Ziyaret öncesinde Dışişleri Bakanı Mevlüt Çavuşoğlu’nun
'iki seçenek kaldı ya ilişkileri düzelteceğiz ya da tamamen bozacağız'
demesi, Türkiye adına bir kararlılık ifadesi olarak yorumlanırken, ABD Ulusal İstihbarat Direktörü Daniel Coats’ın Kongre’ye sunduğu 13 Şubat 2018 tarihli ‘Dünyada tehdit değerlendirmesi’ isimli raporun Ortadoğu bölümünde “YPG - PKK’nın Suriye’deki milisleri-muhtemelen bir çeşit özerlik arayışına girecek ancak Rusya, İran ve Türkiye’den dirençle karşılaşacaklar” demesi de dikkatleri çekici olmak yanında, YPG’nin, PKK’nın bir kolu olduğunun da itirafı olarak yorumlanmaktadır.
Suriye üzerinde sadece ABD ve İsrail’in değil,
Rusya ve İran’ın da çıkar hesapları vardır. Çıkar hesabı olamayan tek ülke, Türkiye! Peki, biz neden Suriye’ye girdik. Sınırımızda oluşturulmak istendiği açık olan terör koridoruna karşı tedbir almak ve milli birliğimizi korumak için. Görüldüğü gibi, en masumane isteği olan Türkiye’dir.
ABD, İsrail, Rusya ve İran, Suriye’de uzun vadeli olarak varlık göstermeyi planlayarak, askeri üsler kurmanın yanı sıra petrol ve gaz arama kontratlarını garanti altına almaya çalışmaktadırlar. İran, Suriye üzerinden Lübnan’a bir kara koridoru oluşturma arayışında.
ABD Kongresi'ne sunulan istihbarat raporunda YPG'nin PKK'nın Suriye'deki milis gücü olduğu ifadesi açık şekilde yer almakta. Yani ABD’nin, YPG ayrı, PKK ayrı söylemi anlamını yitirmiştir.

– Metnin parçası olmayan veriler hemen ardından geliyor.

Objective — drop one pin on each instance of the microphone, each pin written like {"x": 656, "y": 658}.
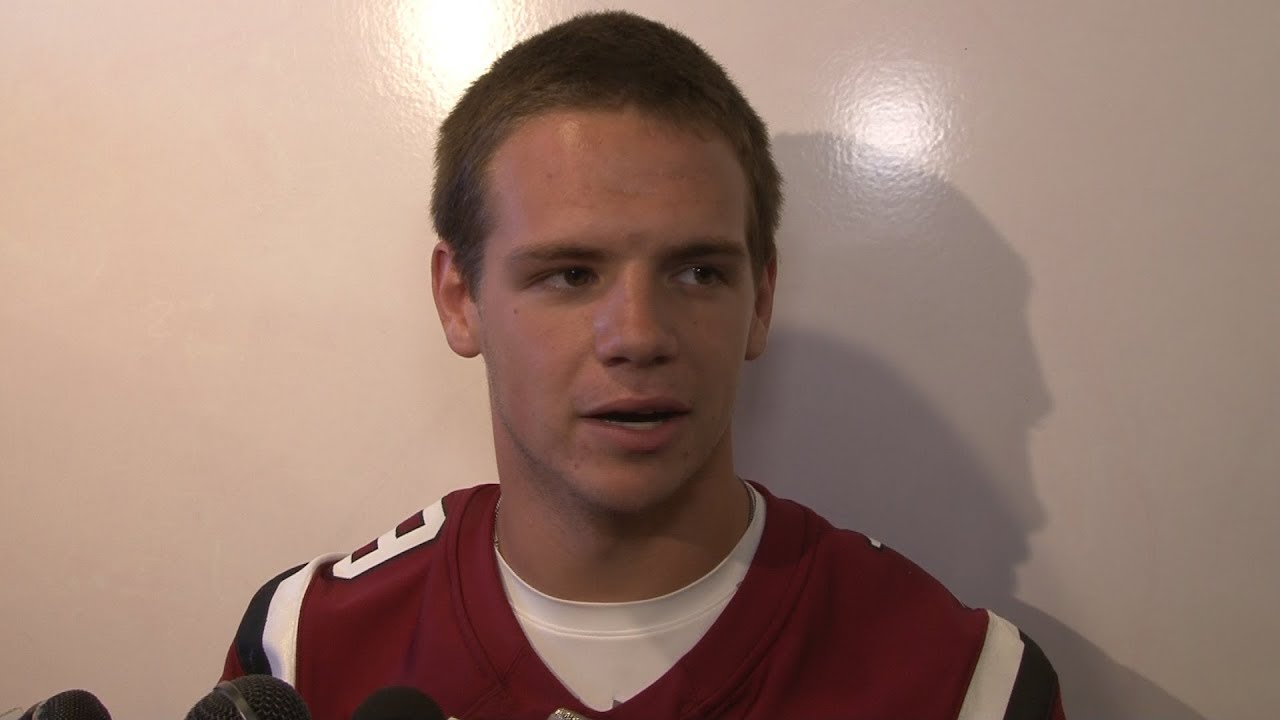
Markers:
{"x": 68, "y": 705}
{"x": 398, "y": 703}
{"x": 251, "y": 697}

ABD, doğrudan bir terör örgütünü desteklediğini itiraf etmektedir.
Yine
ABD Kongresine sunulan istihbarat raporunda YPG'nin "PKK'nın Suriye'deki milis gücü" ve "otonom bir bölge arayışında" olduğu belirtilmekte.
Son dönemde ABD'nin terör örgütü PYD/PKK'ya verdiği desteğe ilişkin çarpıcı "itiraflar" ortaya çıkarken ABD Merkezi İstihbarat Teşkilatının (CIA) internet sayfasında geçen ay sonunda yapılan güncellemede ülke profilleri bölümünde PYD/PKK'nın, "Suriye'deki yabancı kaynaklı terör örgütleri" arasında yer aldığı görülmüştü.

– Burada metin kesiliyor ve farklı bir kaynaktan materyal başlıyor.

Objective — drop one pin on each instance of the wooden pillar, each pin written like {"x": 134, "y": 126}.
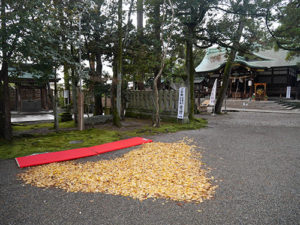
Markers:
{"x": 272, "y": 77}
{"x": 19, "y": 102}
{"x": 230, "y": 85}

Buna göre, Suriye'deki yabancı terör örgütleri arasında PKK'yı da sayan CIA, Salih Müslim'i de "PKK'nın Suriye kolunun lideri" olarak göstermişti.

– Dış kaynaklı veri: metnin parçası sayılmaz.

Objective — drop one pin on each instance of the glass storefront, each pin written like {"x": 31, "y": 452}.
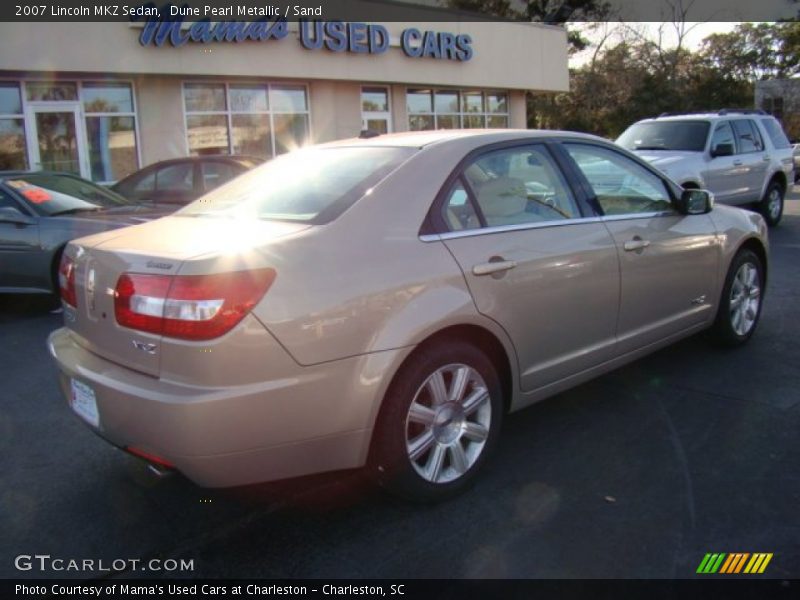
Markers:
{"x": 82, "y": 127}
{"x": 255, "y": 119}
{"x": 454, "y": 109}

Önceki hafta kamuya açık basın brifinginde ABD Dışişleri Bakanlığı Sözcüsü Heather Nauert'in Afrin'deki PYD/PKK unsurlarıyla ilgili konuşurken doğrudan "PKK" ifadesini kullanmasının ardından Dışişleri Bakanlığından yalanlama yapılmaması da dikkati çekmişti.
Türkiye, ABD'nin teröristlere destek çıkmasına karşı çıkarken, Washington ise terör örgütü PKK'nın Suriye kolu PYD'nin silahlı kanadı YPG'ye, bir başka terör örgütü olan DAEŞ'le savaştığı gerekçesiyle kamyonlarca silah verdi. ABD bunu yaparken, paravan örgüt SDG'nin başını çeken YPG'nin PKK ile doğrudan bağını gizlemeye çalıştı.
Zeytin Dalı harekâtı
devam ederken, ABD Dışişleri Bakanı Rex Tillerson’un Türkiye’ye gelecek olması zamanlama açısından oldukça ilginç. Kuvvetlerimizin Afrine girmelerine 10 km. gibi kısa bir mesafe kalmışken, ABD Dışişleri Bakanı
(Afrin’e girmeyin)
demeye mi gelecek.
Peki, ABD'li generallerin YPG’lilerle birlikte sarmaş dolaş poz vermeleri ne anlama geliyor.
Dışişleri Bakanımız Mevlüt Çavuşoğlu’nun
"Bizim ABD'den beklentilerimiz açık ve nettir ve kendileriyle de bu beklentilerimizi paylaştık. Artık biz vaat istemiyoruz. Somut adımlar istiyoruz. Bu ziyarette değerlendireceğiz. Çünkü ilişkilerimiz çok kritik bir noktadadır. Ya ilişkileri düzelteceğiz, ya bu ilişkiler tamamen bozulacak. Başka seçeneği yoktur."
Demiş olması, zaten peşin verilmiş bir cevap gibidir.
ABD’li bakan, her ne kadar Türkiye’nin güvenlik konusundaki meşru endişelerinin farkında olduklarını söylese de, henüz teröristlere destekten vazgeçecekleri yönünde güçlü bir sinyal vermemiştir. Dileriz ki, bu ziyaretinde böyle bir işaret verir, ABD,bir terör örgütünü desteklemekten vazgeçeceğini deklare eder!!!